第二章 夢のような現実・①

 目が覚めた僕は……天国みたいな所にいた。天蓋付きのふかふかのベッドの中で、滑らかなシルクのネグリジェを着て眠っていた。ふわふわした白い枕がまるで雲みたいで、顔を向ければレースのカーテン越しに青空と美しい薔薇の庭園が見える。赤、白、黄色、桃色……。すうっとそよ風が吹いてカーテンが揺れたと思ったら、甘い薔薇の香りがした。蝶やミツバチが明るい日差しの中を飛んでいて、ここは天国の楽園なんだと確信する。

「良かった……」

僕は天国にいるんだ。あのまま死んだけれど、何も悪いことをしていなかったから天国に入れて貰えたんだ。良かった、僕は死ねたんだ。

安心したら泣けてきた。

「良かった……焼かれて死ぬのは怖かったから……良かった……!」


 ひとしきり泣いたら、ぐう、とお腹が鳴った。喉も渇いた。急に恥ずかしくなって僕は我に返る。天国でもお腹って空くの……?

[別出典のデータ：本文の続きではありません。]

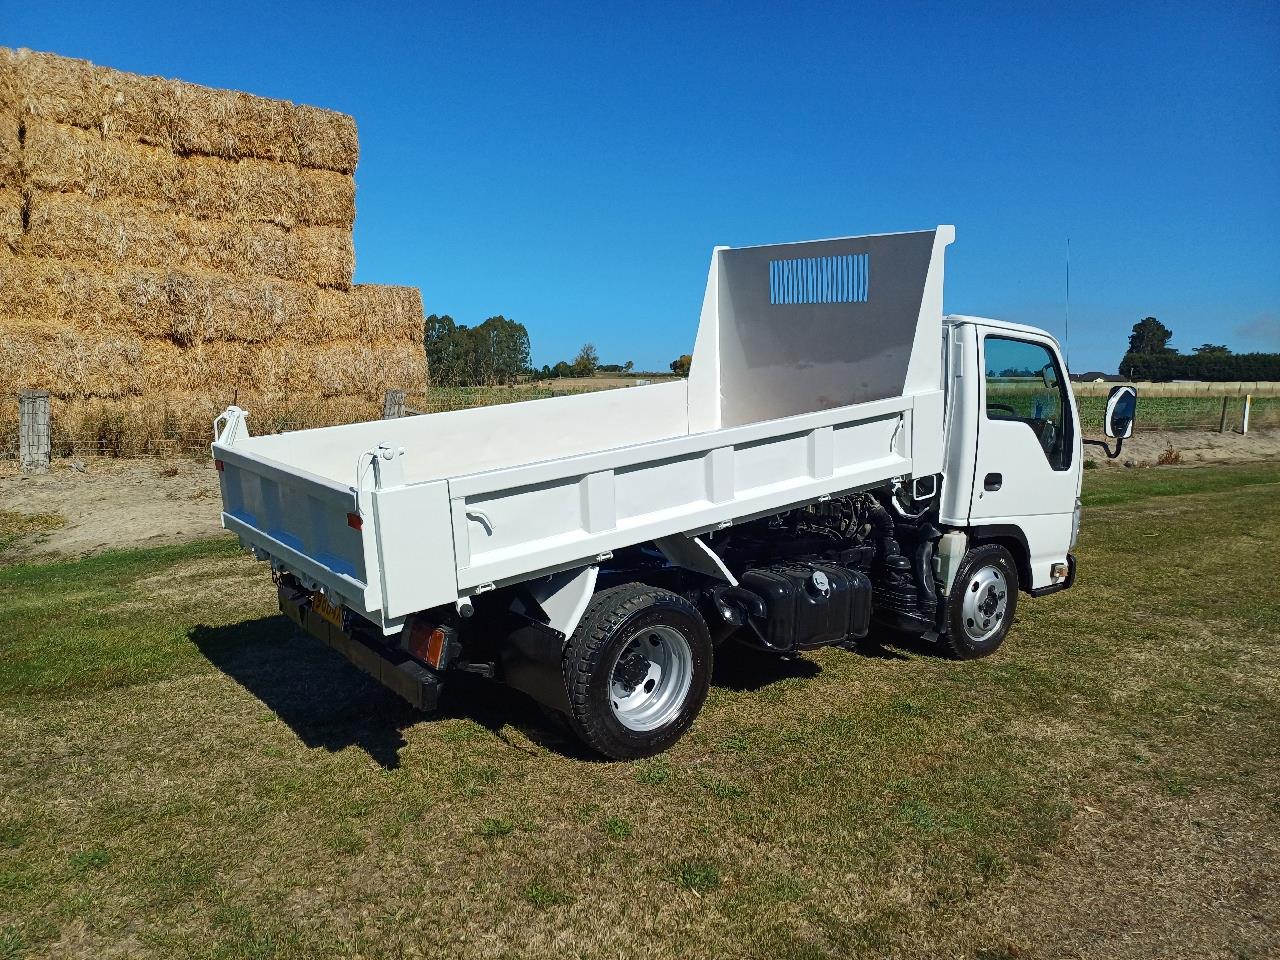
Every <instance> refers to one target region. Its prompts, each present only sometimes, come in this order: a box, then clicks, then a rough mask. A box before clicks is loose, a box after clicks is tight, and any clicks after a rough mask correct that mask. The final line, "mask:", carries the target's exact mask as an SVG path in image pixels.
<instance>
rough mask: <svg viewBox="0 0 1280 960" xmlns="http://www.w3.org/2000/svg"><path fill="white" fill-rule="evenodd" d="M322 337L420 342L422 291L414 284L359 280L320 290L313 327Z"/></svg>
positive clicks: (420, 339)
mask: <svg viewBox="0 0 1280 960" xmlns="http://www.w3.org/2000/svg"><path fill="white" fill-rule="evenodd" d="M312 329H314V330H315V332H316V334H317V335H321V337H324V338H325V339H348V338H349V339H365V340H375V342H384V340H392V342H397V340H412V342H413V343H416V344H417V346H419V347H420V348H421V346H422V294H421V293H420V292H419V289H417V288H416V287H384V285H381V284H371V283H361V284H356V285H355V287H352V288H351V289H349V291H321V292H320V294H319V297H317V298H316V312H315V323H314V328H312Z"/></svg>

その時、人の声がして僕はぎょっとしてそちらを向いた。扉の向こうで誰かが言い争っている……?

直後、扉が開いた。

「まあ!目が覚めましたのね!」


 何て綺麗で美しい女の子だろうと思った。まるでお姫様みたいに長い金色の髪の毛がキラキラと輝いている。まとっているドレスは夜空みたいな色合いで、優雅で妖艶な彼女にとても似合っていた。

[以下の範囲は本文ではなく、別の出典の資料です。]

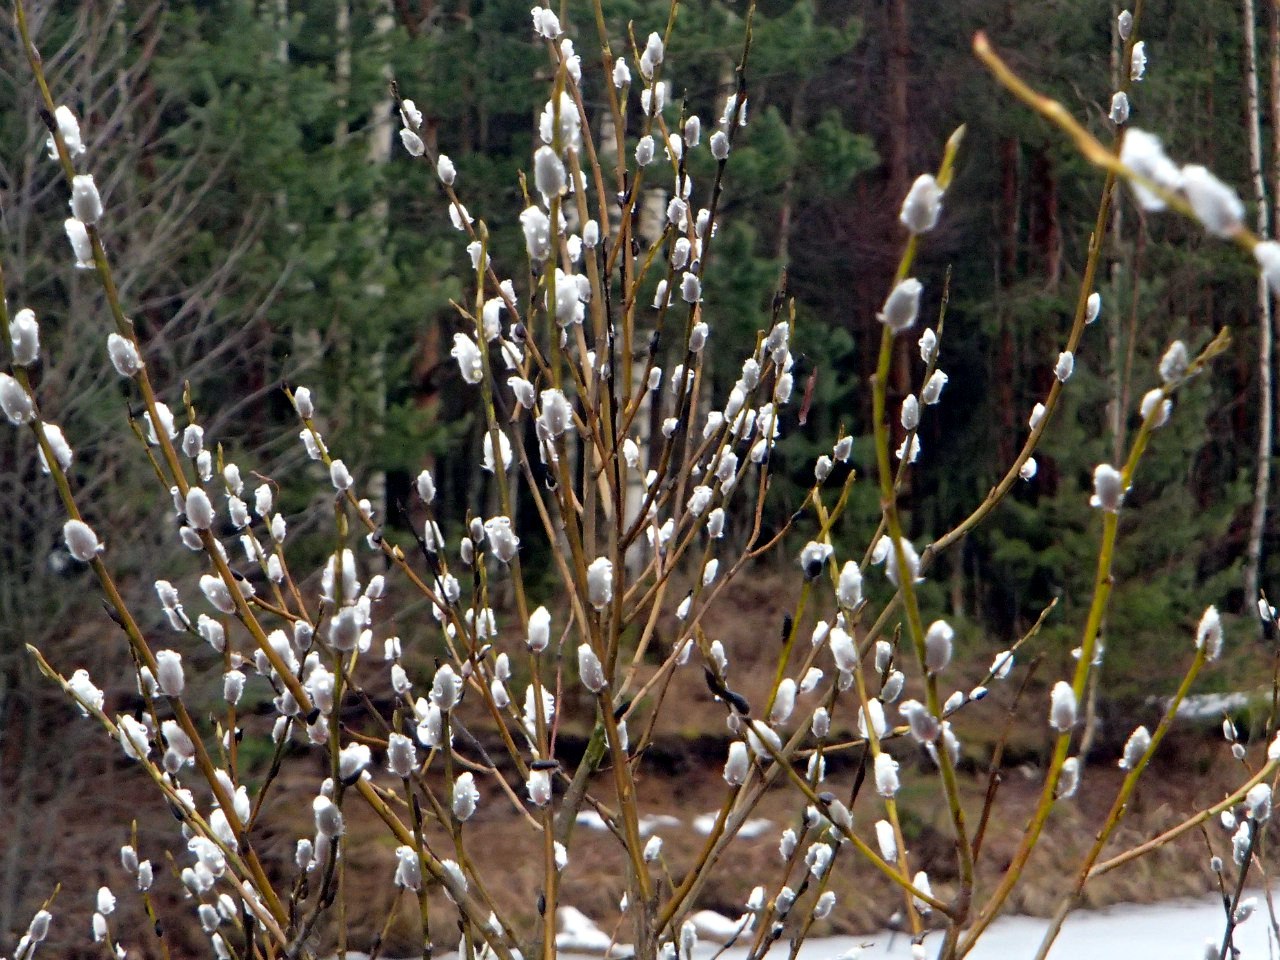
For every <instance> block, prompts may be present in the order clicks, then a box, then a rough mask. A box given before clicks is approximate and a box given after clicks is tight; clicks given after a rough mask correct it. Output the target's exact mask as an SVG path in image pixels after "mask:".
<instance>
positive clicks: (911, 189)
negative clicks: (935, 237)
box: [897, 173, 942, 234]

何より、真っ赤な薔薇みたいな華麗な顔立ちに、目を奪われてしまう。

彼女の背後にいる男の人も王子様みたいに格好よくて、同じくらいに美しくて綺麗だった。

顔立ちもそっくりだし、きっと兄妹か家族なのだろう。


 「良かったわ、本当に無事で良かった……!」

でも彼女は顔をグシャグシャにして駆け寄ってくるなり、僕を抱きしめて涙をこぼした。甘いのに優しい薔薇の香りが僕をそっと包み込む。

「あなたが無事で……本当に……!」

『無事で』?

……僕はおずおずと彼女に聞いてみる。

きっと彼女は僕を焼いたりしないだろうと、初対面なのに不思議と安心していた。

「僕は、生きているんでしょうか……?」

「ええ、間に合ったわ。でも……わたくしは弱っていた貴女を連れ帰るだけで精一杯だったの。ヒトの国に、貴女の大事な人は残されていないかしら?」

ズキン、と頭が割れるように痛んだ。あまりの痛みに僕は呻いて背中を丸める。

「いけない!」

彼女は僕を寝かせてくれて、

「ゆっくりと休んで頂戴ね、わたくしの大事な『青薔薇の乙女』……」


 僕はそのまま彼女に抱きしめられて、薔薇の香りに包まれて……眠った。